If I don’t tell them, will they be more empowered when they come to their own solutions?
If I am coaching someone who I am responsible for, is there a conflict of interest?
Can I start a conversation by coaching, and change to mentoring at some point
These are worthwhile exploring deeply. As a coach, I have a deeply held view that coaching is the best first port of call in most situations, barring emergencies. However, flexibility is key, especially in the fast moving world of work.
Distinguish between “coaching sessions” and “ a coaching approach”
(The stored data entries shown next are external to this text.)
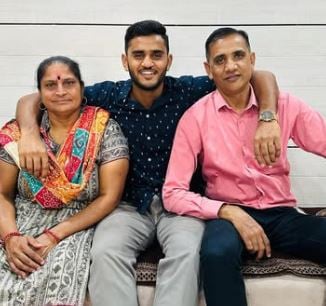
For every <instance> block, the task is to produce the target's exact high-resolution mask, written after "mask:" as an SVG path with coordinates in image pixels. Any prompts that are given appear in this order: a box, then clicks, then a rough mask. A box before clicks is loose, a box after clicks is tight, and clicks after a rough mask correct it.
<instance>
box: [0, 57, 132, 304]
mask: <svg viewBox="0 0 326 306" xmlns="http://www.w3.org/2000/svg"><path fill="white" fill-rule="evenodd" d="M37 83H38V84H37V85H38V89H39V92H40V94H41V97H42V102H43V107H44V109H45V112H44V114H43V116H42V122H41V128H40V133H41V136H42V138H43V141H44V143H45V144H46V146H47V150H48V156H49V161H50V164H51V171H50V173H49V175H48V176H47V177H46V178H45V179H42V180H39V179H38V178H36V177H34V176H32V175H30V174H29V173H27V172H26V171H24V169H20V168H19V160H18V157H17V156H18V154H17V142H18V140H19V137H20V133H19V128H18V125H17V124H16V122H15V121H12V122H9V123H7V124H6V125H5V126H4V128H3V129H2V130H1V131H0V237H1V238H2V242H3V245H2V247H0V304H1V305H40V306H41V305H42V306H43V305H83V302H84V298H85V293H86V288H87V280H88V272H89V262H90V246H91V241H92V235H93V229H92V226H93V225H94V224H95V223H96V222H98V221H99V220H101V219H102V218H103V217H104V216H106V215H108V214H109V213H110V212H111V211H112V210H113V209H114V208H115V207H116V206H117V204H118V202H119V199H120V196H121V193H122V191H123V187H124V182H125V178H126V175H127V171H128V147H127V141H126V139H125V138H124V136H123V134H122V132H121V130H120V127H119V126H118V124H117V123H116V122H115V121H114V120H112V119H110V118H109V113H108V112H106V111H104V110H102V109H100V108H95V107H88V106H85V107H83V105H82V104H83V103H82V100H83V88H84V83H83V81H82V79H81V75H80V71H79V67H78V64H77V63H75V62H74V61H72V60H71V59H69V58H66V57H62V56H57V57H51V58H48V59H46V60H44V61H43V62H42V63H41V64H40V65H39V67H38V70H37Z"/></svg>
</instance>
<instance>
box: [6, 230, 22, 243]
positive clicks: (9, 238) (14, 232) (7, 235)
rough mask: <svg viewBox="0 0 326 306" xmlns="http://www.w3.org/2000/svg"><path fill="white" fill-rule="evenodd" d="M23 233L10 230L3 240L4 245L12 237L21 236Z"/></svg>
mask: <svg viewBox="0 0 326 306" xmlns="http://www.w3.org/2000/svg"><path fill="white" fill-rule="evenodd" d="M21 235H22V234H21V233H19V232H10V233H8V234H7V235H6V236H5V237H4V238H3V240H2V243H3V246H5V245H6V243H7V241H8V240H9V239H10V238H12V237H14V236H17V237H19V236H21Z"/></svg>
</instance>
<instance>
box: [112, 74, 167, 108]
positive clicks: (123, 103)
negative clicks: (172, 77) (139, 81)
mask: <svg viewBox="0 0 326 306" xmlns="http://www.w3.org/2000/svg"><path fill="white" fill-rule="evenodd" d="M172 87H173V82H172V80H171V79H170V78H169V77H167V76H166V77H165V78H164V87H163V92H162V94H161V95H160V96H159V97H158V98H157V99H156V101H155V103H154V104H153V107H152V109H154V108H156V107H157V106H158V105H157V104H159V105H161V104H162V101H160V100H163V102H166V101H168V100H166V99H165V95H166V93H169V92H170V91H171V89H172ZM131 89H132V81H131V79H129V80H127V81H125V82H123V84H122V86H121V88H120V91H119V94H118V101H120V103H122V104H123V105H126V106H127V107H130V108H133V109H134V108H136V109H137V108H140V109H143V107H142V106H141V105H140V104H139V103H137V102H136V101H134V100H132V99H131V98H130V93H131ZM161 98H163V99H161ZM163 104H164V103H163Z"/></svg>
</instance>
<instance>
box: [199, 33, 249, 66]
mask: <svg viewBox="0 0 326 306" xmlns="http://www.w3.org/2000/svg"><path fill="white" fill-rule="evenodd" d="M233 34H238V35H240V36H242V37H243V38H244V40H245V41H246V44H247V47H248V49H249V50H250V42H249V37H248V34H247V33H246V32H245V31H243V30H237V29H234V28H219V29H217V30H215V31H214V32H213V33H211V34H210V35H209V36H208V38H207V40H206V43H205V50H206V58H207V60H208V57H209V48H210V45H211V44H212V43H213V42H215V41H217V40H219V39H221V38H223V37H226V36H229V35H233Z"/></svg>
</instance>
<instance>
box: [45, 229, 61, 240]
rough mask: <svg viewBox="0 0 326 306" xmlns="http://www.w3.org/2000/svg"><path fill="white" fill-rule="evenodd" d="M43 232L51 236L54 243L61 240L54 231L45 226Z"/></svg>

There are thousands of qualified coaches in the UK, having private 121 coaching sessions. But there are far more people who have learnt some coaching skills, and who are using them in informal, everday situations. These two groups are entitled to have a different approach to the thorny topic of advice. Our view is:
- Qualified coaches having 121 sessions: advice only in emergencies
- Leaders and others using coaching skills on an everyday basis: advice can be weaved into conversations that have elements of coaching within them
Let’s unpick both these statements and see why I have said them!
Qualified coaches having 121 sessions: advice only in emergencies
The main reason for this is that this is what is agreed with the coachee. We tell our coachees that they are “creative, resourceful and whole, and that they have the answers within them”. And if we don’t say that explicitly, we do imply that strongly! If we start offering advice, we are undermining that message. We are saying that they may have the answer, but we may have a better one. Or that they can be trusted to work out their own issues, but only until a certain point.
Also, being an advisory type of coach completely changes our thinking about the conversation, and what we are listening for. We may start listening for places to offer a bit of guidance and add value. And then, we may stop listening for the deeper themes and clues that may help the coachee resolve the topic themselves. The direction of travel could change completely.
And finally, it is hard to work out which bits of advice to give, and which to hold back from. Most coaches are highly engaged people, full of ideas and creativity. The advice monkey is probably firing on all four cylinders (forgive the mixed metaphor!) throughout the coaching session. We may give one small bit of advice early in a session, but then have an even more brilliant idea later, and then give that too. And then another one. Before we know it, the coaching session has turned into an ideas sharing.
Leaders and others using coaching skills on an everyday basis: advice can be weaved into conversations that have elements of coaching within them
There is a different dynamic at play here. A manager or colleague using coaching approaches to everyday conversations doesn’t have the same restrictions as a coach in a 121 coaching relationship. Many managers choose to use the coaching skills of listening, questioning and pausing as a way of engaging with their teams. And a bit of advice, or even some clear direction and instruction, are often part of the way managers engage.
Offering a bit of advice to a team member or colleague isn’t necessarily undermining a protected relationship, in the way that it would be with a coach/coachee scenario. In fact, offering advice or guidance is often an essential part of the way that team leaders work. If advice is delivered clearly, without strong attachment, or judgement, then it can be an incredibly supportive way of working with a colleague.
Our working model for managers – holding back from giving advice too soon.
Many people report that they have been given unhelpful advice, or advice that they would reject or ignore. Either it is inappropriate, badly timed, or just unnecessary. Think about all the advice you have been given over the years. How much of it has been great? And how much has been terrible?
The worry that people often say when I suggest that they hold back from giving advice is “but what about all these good ideas I have, that may help and may make things easier?” I agree! But I also think that there is a time that these can work well, and that is towards the end of any conversation.
Special for everyday coaching style conversations – two alternative approaches
Ask, not tell. When talking with colleagues or team members, start off with the belief of “I don’t need to offer any guidance or advice”. Let the conversation continue, ask good questions, and help them come to their own answers and conclusions. It may take longer than the straightforward way of just giving advice. But it may not!
Ask, then tell (if necessary). Same approach as above. Help them come to their own ideas and conclusions. And, after that, if there is a gap or something more that needs to be shared, then offer your thoughts, ideas or suggestions. By having this top up approach, you are giving them the best chance of coming up with their ideas. And you are also respecting your own knowledge, and your own opportunity to share and to add value.
Many people make decisions about whether to offer advice on a situation by situation basis. Others have as their default to either be very advisory or rarely advisory. In coach training, the vast majority of our coaches say, at the beginning of their training “I want to learn how to give advice less!” And they do! And when they do, the most common feeling is one of pride – pride in themselves for holding back, and pride in their colleagues/coachees for solving their own issues. Have a go, and see what feeling it evokes for you.
Happy coaching, and happy non-advising!